48:4 How Tangential Does It Have to Be? Making Sense of Festo’s Tangential Limitations Doctrine



In Festo Corp. v. Shoketsu Kinzoku Kogyo Kabushiki Co. (Festo II), the Supreme Court addressed the role of prosecution history estoppel as a limitation on the doctrine of equivalents. The Court announced three specific situations where a narrowing amendment related to patentability does not trigger prosecution history estoppel. One such situation occurs when the rationale behind a patentee’s narrowing amendment bears “no more than a tangential relation to the equivalent in question.” Nine years after Festo II, there is still no consistent definition for when a narrowing amendment is tangential.

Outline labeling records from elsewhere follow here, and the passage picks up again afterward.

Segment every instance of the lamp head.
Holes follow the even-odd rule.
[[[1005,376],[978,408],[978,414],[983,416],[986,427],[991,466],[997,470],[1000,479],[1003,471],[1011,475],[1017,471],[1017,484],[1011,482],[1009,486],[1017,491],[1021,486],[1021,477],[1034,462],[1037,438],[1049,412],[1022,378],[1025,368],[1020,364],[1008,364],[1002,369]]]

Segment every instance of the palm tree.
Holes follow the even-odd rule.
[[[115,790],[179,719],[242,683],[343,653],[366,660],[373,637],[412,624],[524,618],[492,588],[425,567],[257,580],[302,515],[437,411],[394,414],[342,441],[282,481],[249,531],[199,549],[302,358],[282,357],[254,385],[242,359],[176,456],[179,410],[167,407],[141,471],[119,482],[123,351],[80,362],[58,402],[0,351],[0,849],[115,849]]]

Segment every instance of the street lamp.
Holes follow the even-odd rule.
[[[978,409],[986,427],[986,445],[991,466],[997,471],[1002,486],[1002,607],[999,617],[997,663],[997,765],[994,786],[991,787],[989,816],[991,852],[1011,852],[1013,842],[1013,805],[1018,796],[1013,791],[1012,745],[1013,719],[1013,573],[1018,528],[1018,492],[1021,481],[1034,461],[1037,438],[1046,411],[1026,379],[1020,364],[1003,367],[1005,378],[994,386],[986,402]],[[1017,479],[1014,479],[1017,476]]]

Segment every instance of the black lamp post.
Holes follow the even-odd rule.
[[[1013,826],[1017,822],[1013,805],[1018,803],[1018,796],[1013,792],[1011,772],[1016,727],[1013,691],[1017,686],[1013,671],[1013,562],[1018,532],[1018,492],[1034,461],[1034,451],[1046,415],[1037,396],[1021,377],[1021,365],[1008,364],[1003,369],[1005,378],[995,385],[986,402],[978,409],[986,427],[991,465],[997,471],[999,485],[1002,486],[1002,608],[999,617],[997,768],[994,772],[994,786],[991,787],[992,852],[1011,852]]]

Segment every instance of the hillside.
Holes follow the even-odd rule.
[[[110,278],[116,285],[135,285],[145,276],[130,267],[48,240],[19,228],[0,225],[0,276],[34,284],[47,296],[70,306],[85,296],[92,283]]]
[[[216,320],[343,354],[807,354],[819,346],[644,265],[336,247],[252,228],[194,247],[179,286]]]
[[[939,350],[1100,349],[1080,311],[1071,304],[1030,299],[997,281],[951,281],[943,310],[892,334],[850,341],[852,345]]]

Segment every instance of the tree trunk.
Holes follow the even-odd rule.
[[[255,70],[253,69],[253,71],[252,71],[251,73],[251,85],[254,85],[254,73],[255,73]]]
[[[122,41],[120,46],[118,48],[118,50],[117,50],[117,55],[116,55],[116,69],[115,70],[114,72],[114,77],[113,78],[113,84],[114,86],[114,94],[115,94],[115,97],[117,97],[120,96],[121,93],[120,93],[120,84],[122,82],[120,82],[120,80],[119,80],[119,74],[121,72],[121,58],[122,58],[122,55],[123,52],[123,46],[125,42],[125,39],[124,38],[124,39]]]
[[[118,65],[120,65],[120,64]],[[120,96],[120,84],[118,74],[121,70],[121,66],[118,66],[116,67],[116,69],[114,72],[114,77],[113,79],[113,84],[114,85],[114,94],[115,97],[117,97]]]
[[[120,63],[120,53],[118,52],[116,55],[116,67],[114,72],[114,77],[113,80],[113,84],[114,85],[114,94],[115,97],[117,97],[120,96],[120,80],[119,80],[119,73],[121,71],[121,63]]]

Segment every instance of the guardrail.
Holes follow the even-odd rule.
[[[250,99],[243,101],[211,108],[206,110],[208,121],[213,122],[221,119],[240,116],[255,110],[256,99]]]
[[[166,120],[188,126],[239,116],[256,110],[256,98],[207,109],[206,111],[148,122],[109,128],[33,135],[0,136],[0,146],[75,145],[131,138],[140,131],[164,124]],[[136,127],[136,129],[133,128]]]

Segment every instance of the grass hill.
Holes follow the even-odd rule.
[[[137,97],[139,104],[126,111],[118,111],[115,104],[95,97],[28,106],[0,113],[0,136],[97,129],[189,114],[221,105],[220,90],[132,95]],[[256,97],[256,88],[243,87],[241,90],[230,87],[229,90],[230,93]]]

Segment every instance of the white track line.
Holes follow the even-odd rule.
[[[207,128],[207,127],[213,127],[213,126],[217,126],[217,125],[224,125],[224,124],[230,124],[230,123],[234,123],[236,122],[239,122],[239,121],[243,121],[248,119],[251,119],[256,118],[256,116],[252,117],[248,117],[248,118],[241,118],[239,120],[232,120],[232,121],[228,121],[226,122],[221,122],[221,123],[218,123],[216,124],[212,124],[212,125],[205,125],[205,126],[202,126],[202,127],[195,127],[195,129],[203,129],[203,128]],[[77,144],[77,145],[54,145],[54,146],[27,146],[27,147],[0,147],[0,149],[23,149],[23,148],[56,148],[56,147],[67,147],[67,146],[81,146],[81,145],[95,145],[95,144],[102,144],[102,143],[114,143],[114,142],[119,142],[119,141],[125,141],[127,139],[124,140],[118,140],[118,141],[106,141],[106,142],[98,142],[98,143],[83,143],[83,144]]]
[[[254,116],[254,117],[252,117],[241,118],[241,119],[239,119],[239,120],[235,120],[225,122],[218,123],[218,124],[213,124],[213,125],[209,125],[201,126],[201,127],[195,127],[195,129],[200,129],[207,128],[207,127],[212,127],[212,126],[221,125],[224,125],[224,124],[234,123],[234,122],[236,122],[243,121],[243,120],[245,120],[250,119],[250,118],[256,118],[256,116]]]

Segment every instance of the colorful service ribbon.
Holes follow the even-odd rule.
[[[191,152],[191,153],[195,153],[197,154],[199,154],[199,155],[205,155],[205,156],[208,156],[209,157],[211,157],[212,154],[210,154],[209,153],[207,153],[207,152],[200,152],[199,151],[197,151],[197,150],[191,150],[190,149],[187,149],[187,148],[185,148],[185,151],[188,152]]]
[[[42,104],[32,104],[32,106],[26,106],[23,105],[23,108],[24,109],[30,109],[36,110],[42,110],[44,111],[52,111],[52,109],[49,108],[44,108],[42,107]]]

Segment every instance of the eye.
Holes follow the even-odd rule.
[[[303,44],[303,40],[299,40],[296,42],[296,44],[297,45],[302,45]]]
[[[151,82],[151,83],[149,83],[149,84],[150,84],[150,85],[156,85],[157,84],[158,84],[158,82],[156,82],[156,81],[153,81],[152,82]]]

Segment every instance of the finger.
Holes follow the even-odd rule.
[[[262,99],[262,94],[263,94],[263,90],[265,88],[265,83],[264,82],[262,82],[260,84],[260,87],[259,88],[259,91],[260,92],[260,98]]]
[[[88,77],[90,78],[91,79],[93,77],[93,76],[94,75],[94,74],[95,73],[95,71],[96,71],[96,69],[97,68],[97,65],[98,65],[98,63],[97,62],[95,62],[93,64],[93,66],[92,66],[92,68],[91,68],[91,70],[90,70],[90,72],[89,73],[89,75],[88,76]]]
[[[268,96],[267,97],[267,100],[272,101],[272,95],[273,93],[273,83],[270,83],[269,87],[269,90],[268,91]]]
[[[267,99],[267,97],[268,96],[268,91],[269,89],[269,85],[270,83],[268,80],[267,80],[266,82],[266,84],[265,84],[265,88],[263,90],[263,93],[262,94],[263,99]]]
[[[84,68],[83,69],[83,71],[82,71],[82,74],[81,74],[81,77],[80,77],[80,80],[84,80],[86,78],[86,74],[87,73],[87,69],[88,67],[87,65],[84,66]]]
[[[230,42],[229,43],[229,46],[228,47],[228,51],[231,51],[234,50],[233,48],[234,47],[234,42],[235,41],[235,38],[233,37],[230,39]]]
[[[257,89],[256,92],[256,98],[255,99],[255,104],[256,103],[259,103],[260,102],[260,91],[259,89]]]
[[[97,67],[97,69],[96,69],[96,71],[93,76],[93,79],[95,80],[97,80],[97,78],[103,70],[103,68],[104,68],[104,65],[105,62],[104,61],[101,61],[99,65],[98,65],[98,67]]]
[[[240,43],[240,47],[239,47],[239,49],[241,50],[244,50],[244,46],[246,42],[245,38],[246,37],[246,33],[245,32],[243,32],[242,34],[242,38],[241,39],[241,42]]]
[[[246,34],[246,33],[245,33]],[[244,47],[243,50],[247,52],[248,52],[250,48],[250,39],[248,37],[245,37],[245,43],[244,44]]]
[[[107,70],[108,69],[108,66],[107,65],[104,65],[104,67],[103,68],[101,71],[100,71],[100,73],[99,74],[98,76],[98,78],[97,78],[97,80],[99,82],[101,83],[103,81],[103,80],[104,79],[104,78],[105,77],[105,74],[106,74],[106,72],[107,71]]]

This Comment provides the necessary framework to discern whether a tangential limitation triggers prosecution history estoppel. A narrowing amendment contains a tangential limitation when two conditions are met: (1) the patentee argues during prosecution that it made the narrowing amendment solely to distinguish its invention from a feature found in prior art; and (2) the purpose behind the narrowing amendment was to clarify a feature different from the one the patentee is asserting has been infringed under the doctrine of equivalents. Additionally, this Comment argues a limitation found in a narrowing amendment is never tangential if it specifies a limited physical range, so the patentee cannot argue something falling outside that limited range infringes under the doctrine of equivalents.